Very few people fully accept themselves as they are. Most of us struggle with the illusion that we have to be perfect or achieve in order to be loved.
Disabled people can help break the power of this myth. They model that we don’t have to be whole or ‘healed’ or perfect in order to be loved, and that our true value is not measured by what we can or cannot do. This is something we find so very hard to grasp.
If we trust God, if we let him lead us down this unpromising looking path into the world of disability, we will find ourselves being transformed by the people that we meet. They will challenge our attitudes and values head on; they will change the way we think about ourselves and other people; they will test our hearts and expose offensive ways; they will dismantle the inner barriers which keep so many other people out, including God; and especially they will teach us how loved we are by God - just as we are.

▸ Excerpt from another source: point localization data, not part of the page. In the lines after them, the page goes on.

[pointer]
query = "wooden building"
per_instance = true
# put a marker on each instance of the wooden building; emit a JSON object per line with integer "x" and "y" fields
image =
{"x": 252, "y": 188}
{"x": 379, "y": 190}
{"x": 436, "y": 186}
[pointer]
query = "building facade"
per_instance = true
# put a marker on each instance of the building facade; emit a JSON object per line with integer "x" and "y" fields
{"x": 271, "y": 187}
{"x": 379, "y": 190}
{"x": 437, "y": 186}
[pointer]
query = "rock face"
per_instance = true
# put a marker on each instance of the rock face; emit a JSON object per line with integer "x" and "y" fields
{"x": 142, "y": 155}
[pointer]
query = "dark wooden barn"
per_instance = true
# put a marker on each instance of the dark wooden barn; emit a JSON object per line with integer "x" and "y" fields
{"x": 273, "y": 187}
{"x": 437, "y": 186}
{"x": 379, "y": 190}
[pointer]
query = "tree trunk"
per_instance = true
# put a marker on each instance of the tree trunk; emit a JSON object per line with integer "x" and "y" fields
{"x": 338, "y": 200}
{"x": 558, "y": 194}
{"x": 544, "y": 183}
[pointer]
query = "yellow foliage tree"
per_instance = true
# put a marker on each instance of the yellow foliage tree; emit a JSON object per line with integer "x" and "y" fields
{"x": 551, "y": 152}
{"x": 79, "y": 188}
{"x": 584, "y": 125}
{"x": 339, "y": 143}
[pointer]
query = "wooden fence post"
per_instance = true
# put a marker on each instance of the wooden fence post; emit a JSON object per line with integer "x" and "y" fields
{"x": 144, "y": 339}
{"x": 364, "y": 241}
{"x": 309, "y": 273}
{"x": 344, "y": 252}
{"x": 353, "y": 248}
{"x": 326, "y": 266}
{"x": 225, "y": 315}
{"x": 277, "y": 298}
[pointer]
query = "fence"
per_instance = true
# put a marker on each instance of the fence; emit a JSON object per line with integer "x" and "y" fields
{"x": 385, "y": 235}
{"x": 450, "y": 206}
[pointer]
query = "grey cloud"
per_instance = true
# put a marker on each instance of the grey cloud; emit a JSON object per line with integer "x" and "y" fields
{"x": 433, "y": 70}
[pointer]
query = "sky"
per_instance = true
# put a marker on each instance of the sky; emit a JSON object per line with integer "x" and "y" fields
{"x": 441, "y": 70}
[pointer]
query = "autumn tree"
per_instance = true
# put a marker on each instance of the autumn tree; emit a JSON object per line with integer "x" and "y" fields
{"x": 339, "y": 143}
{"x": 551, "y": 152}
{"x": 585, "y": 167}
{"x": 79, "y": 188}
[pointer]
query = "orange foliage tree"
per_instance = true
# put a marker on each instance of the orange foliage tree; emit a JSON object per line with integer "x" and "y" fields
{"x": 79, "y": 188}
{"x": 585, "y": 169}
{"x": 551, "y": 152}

And the more at home we become with our own failings and limitations, the more at home we will feel with others who are disabled as well. This is what helps us realise how loved and accepted we are - in our universal brokenness. Discovering Jesus’ heart for disabled people involves discovering his heart for us all - That’s why churches need to make more effort to reach out to people with disabilities, and to receive and value them when they arrive. It is not just about what the church has to offer disabled people, it’s about what disabled people have to offer the church. In the gospels Jesus did much of his teaching through disabled people and he wants to do the same today.
Ultimately I believe that learning to embrace and welcome disabled people is also all about learning to embrace and welcome Jesus. The same feelings which cause us to withdraw from our disabled brothers and sisters keep Jesus at arm’s length too. As Jesus himself tells us, whatever we do for the least of these brothers and sisters of his we also do for him.

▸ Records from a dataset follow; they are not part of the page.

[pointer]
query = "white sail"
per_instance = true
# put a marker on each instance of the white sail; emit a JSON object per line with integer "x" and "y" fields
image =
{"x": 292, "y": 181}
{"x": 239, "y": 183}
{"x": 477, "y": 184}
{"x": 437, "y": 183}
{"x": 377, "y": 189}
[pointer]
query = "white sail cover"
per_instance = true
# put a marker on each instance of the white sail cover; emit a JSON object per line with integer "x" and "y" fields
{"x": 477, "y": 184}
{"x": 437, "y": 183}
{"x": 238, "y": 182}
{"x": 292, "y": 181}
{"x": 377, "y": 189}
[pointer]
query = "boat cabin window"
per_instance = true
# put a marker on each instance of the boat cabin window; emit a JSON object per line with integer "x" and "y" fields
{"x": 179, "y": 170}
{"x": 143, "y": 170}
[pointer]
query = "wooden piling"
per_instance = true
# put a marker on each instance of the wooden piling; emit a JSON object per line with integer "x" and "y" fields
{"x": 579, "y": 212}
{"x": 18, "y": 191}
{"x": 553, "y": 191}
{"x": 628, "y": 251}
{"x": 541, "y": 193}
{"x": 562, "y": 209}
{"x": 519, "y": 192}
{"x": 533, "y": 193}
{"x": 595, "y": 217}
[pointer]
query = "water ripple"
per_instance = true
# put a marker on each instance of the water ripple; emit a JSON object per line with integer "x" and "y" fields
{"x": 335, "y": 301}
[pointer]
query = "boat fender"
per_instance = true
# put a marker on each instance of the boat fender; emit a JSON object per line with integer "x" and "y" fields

We could ask, when Jesus comes to us now in the shape of a severely disabled person, do we recognise and receive him? Do we value and appreciate him? Or is he, who became disabled and broken for our sake, still turned away and not understood?
And the more we step out in faith to overcome our prejudices and our fears, the more whole and complete the body of Christ will become. If the church is to become the fully inclusive and accepting community God has always desired it to be, it must begin embracing humanity in all its forms. Without this it cannot fulfil its prophetic calling, to reflect God’s character and heart to the nations.

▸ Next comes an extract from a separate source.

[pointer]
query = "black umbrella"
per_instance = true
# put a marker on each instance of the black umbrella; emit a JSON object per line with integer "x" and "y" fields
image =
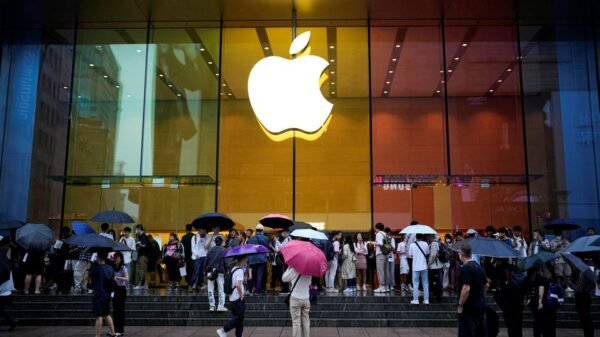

Jesus says: ‘By this all men will know that you are my disciples, if you love one another.’ (John 13:35) God longs to see the barriers between disabled and non-disabled people broken down, and more disabled people being drawn into the church – and being genuinely honoured once they get there. For in many ways, they more than anyone else share in the cross of Jesus, whose body was broken and disabled for our sake. And one way we give the world a picture of God’s love for humanity is through the time and value we give to those affected by disability – and in so doing we too are drawn into a deeper experience of God’s unconditional love.